山本七平さんは、「『神』という概念は、元来は『恐れ』の対象だった。多くの神社は悲惨を体現した対象が、その悲惨を世に振りまかぬように、その対照的物質をご神体として祀ってなだめている」と書かれます。確かに「鎮魂」のための神社とか、御霊鎮めのための神社として創建されたという話をお聞きすることもあります。

一方「一神教の世界」では、「絶対と言える世界は一神だけだから、他の全ては相対化され、全ては対立概念把握しなければ罪となる」とし、「相対化の徹底が残すものは契約となる」と続けます。だから二元論になっていくのでしょうか。

山本七平さんはさらに続けます。「人間は自らのうちに対立を含む矛盾した存在」であり、「人の歴史は錯誤の歴史」と手厳しい。なぜなら「人の持つ通常性の基盤は、その人が持つ記憶」だからとされます。

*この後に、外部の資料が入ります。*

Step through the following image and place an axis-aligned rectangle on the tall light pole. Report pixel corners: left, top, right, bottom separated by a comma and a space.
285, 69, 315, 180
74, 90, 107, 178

さらに「多数決原理の基本は、人間それ自体を対立概念で把握し、各人の内なる対立という『質』を『数』という量にして表現する決定方法に過ぎない」クールに書き進めます。
そして「日本には『多数決が正しいとは言えない』という言葉があるが、この言葉自体が多数決原理の無知から来たもの」と手厳しい。「正否の明言できる事と、論証とか証明とかは多数決の原理の対象ではない」とし、「多数決は相対化された命題の決定にだけ使える方法だからである」と言い切ります。
こういう論理の進め方は、私には不足しているものであり、大変勉強になった。
こういう日本人的な感覚が、理屈で勝って、感情で負ける場面を生むのだと思いました。